Près de la moitié de la population du Guatemala est autochtone, ce qui signifie que la question de la diversité culturelle et linguistique revêt une pertinence spéciale pour le développement durable du pays. Lors des ateliers, ce thème a donc bénéficié d’une attention particulière, dans le contexte de l'Année internationale des langues autochtones célébrée par les Nations Unies en 2019. Les ateliers ont notamment donné l’occasion aux enseignants de réfléchir à la place de la nature dans diverses visions du monde autochtones. Selon la culture maya, les humains partagent leur place dans le monde avec d'autres êtres vivants, ce qui se traduit par un profond respect pour l'environnement.
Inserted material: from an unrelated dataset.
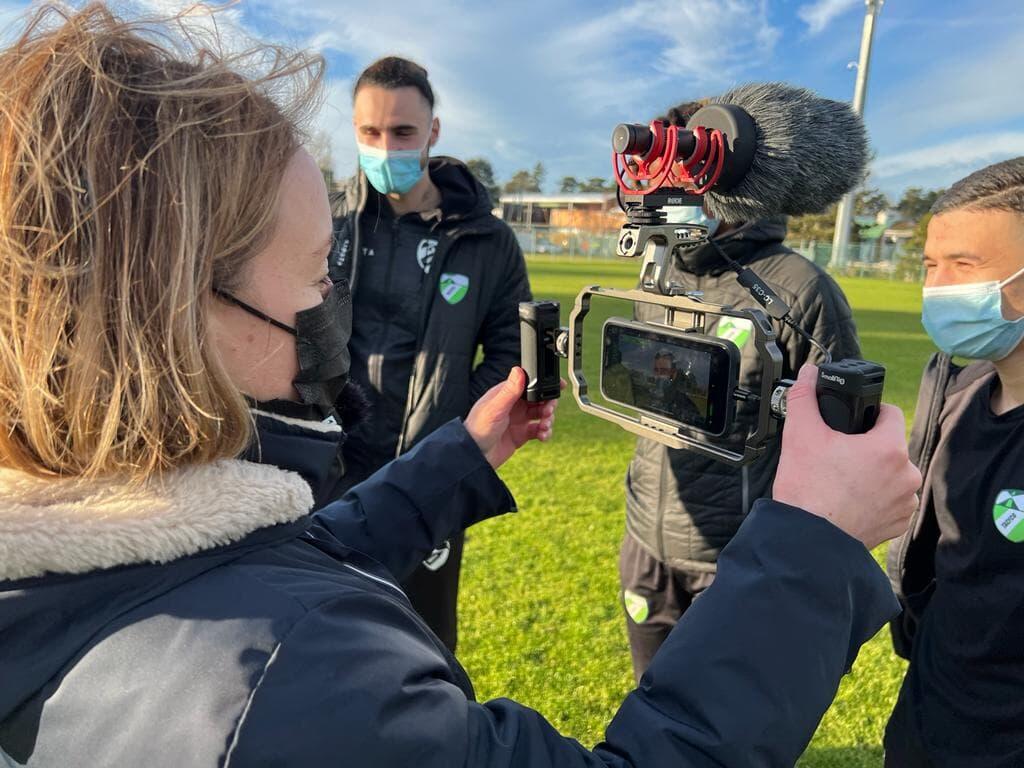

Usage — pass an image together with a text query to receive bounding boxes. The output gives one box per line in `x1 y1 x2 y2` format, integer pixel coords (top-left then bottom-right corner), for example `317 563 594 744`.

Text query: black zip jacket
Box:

D'ici la fin de l'année, 185 000 jeunes guatémaltèques auront mis en œuvre dans leurs communautés des projets de fin d’études axés sur le développement durable. Ces jeunes poursuivront aussi leurs études et leur développement professionnel dotés d’une sensibilité accrue et ressentant plus de solidarité et d’intérêt pour le développement de leurs communautés à partir d'approches transformatrices.